She ran to the laboratory
and found it filled with scientific instruments, the same as ever. Then
she returned to her own appartement and ordered the door to be broken
open--her father had respected it!
Marguerite burst into tears and forgave her father all. In the midst
of his devastating fury he had stopped short, restrained by paternal
feeling and the gratitude he owed to his daughter! This proof of
tenderness, coming to her at a moment when despair had reached its
climax, brought about in Marguerite's soul one of those moral
reactions against which the coldest hearts are powerless. She returned
to the parlor to wait her father's arrival, in a state of anxiety that
was cruelly aggravated by doubt and uncertainty. In what condition was
she about to see him? Ruined, decrepit, suffering, enfeebled by the
fasts his pride compelled him to undergo?

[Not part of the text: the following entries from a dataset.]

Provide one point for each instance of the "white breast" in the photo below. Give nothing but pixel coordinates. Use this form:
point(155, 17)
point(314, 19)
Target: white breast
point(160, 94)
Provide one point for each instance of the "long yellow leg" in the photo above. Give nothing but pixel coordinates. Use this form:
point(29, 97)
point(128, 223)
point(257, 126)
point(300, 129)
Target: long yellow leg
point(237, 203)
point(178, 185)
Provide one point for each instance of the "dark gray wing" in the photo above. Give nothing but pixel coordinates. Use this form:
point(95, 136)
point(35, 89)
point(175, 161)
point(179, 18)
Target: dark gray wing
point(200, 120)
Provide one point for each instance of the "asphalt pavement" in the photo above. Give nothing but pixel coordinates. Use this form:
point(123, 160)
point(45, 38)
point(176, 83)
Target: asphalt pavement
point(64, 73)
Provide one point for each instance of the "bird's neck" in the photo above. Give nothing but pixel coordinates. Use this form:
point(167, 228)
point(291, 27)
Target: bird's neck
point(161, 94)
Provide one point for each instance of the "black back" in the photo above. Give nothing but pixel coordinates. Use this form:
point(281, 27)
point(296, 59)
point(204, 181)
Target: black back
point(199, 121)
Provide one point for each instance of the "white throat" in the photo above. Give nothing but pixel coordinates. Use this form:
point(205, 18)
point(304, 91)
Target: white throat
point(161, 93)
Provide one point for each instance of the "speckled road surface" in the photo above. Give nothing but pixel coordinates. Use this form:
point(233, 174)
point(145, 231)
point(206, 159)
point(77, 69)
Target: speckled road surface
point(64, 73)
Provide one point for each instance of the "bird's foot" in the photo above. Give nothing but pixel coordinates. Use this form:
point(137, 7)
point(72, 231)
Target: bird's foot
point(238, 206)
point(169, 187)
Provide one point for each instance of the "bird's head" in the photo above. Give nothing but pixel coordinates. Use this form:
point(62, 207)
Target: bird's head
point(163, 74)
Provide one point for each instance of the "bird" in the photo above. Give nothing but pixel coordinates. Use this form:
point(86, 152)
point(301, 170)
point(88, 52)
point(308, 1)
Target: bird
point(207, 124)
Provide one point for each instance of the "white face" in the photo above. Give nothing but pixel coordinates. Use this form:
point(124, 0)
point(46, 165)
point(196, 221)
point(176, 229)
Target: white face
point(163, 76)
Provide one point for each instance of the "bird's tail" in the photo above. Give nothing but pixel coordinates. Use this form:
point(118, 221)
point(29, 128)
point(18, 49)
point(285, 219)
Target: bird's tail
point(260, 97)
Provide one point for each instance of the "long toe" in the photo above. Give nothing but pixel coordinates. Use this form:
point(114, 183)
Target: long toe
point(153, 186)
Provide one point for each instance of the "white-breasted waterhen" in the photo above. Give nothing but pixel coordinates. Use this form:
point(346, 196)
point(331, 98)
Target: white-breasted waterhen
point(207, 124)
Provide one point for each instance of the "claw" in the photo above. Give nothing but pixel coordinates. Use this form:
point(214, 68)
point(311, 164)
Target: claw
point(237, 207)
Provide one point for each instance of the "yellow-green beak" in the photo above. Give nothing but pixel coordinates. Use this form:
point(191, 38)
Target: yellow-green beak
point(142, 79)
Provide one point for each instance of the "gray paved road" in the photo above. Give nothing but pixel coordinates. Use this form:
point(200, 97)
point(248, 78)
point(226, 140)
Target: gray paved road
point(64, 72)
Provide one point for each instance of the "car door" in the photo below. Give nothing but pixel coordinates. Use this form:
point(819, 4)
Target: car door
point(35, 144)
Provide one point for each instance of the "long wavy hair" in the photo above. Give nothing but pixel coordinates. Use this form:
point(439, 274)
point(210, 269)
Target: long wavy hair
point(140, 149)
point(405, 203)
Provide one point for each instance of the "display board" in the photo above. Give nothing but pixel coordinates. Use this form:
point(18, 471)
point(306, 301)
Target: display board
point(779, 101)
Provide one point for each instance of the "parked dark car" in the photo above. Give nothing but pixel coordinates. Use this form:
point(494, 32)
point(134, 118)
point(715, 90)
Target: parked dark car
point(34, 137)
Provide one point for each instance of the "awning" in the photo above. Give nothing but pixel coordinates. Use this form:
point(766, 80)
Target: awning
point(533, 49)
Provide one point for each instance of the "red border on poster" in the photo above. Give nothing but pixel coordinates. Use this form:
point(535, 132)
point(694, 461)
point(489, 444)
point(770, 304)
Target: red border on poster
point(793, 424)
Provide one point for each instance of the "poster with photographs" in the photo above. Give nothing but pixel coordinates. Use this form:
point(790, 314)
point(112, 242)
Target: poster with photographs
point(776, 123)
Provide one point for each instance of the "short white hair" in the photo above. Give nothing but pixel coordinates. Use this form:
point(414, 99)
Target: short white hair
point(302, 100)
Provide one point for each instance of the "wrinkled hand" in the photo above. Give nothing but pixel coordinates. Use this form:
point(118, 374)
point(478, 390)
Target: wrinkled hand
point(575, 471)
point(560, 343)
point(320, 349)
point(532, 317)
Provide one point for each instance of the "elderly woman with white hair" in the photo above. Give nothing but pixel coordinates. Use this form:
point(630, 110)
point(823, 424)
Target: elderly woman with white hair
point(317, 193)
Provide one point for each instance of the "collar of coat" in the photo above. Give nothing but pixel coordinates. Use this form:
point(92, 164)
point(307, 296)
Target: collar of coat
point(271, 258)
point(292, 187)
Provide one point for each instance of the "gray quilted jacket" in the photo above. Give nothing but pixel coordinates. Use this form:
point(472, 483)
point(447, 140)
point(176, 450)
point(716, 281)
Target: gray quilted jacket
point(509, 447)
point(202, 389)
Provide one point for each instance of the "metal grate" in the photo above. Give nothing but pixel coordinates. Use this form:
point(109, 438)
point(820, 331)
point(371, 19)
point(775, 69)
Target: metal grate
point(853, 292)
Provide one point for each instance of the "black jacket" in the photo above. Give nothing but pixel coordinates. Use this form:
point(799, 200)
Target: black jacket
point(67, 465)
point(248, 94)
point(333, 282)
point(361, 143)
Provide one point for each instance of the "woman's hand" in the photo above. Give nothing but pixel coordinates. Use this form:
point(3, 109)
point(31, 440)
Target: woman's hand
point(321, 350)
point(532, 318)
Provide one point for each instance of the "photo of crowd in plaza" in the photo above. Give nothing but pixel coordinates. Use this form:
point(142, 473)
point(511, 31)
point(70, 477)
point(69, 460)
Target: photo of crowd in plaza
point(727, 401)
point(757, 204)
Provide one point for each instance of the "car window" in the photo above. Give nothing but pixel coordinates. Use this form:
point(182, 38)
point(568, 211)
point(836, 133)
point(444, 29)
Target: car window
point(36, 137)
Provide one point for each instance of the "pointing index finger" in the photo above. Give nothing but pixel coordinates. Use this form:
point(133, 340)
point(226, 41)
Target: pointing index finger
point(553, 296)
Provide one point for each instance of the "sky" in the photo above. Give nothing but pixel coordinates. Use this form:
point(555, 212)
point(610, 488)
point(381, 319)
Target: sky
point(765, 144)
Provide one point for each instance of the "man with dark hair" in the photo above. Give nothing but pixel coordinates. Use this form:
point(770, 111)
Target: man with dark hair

Would he have his reason?
Tears flowed unconsciously from her eyes as she looked about the
desecrated sanctuary. The images of her whole life, her past efforts,
her useless precautions, her childhood, her mother happy and unhappy,
--all, even her little Joseph smiling on that scene of desolation, all
were parts of a poem of unutterable melancholy.
Marguerite foresaw an approaching misfortune, yet she little expected
the catastrophe that was to close her father's life,--that life at
once so grand and yet so miserable.
The condition of Monsieur Claes was no secret in the community.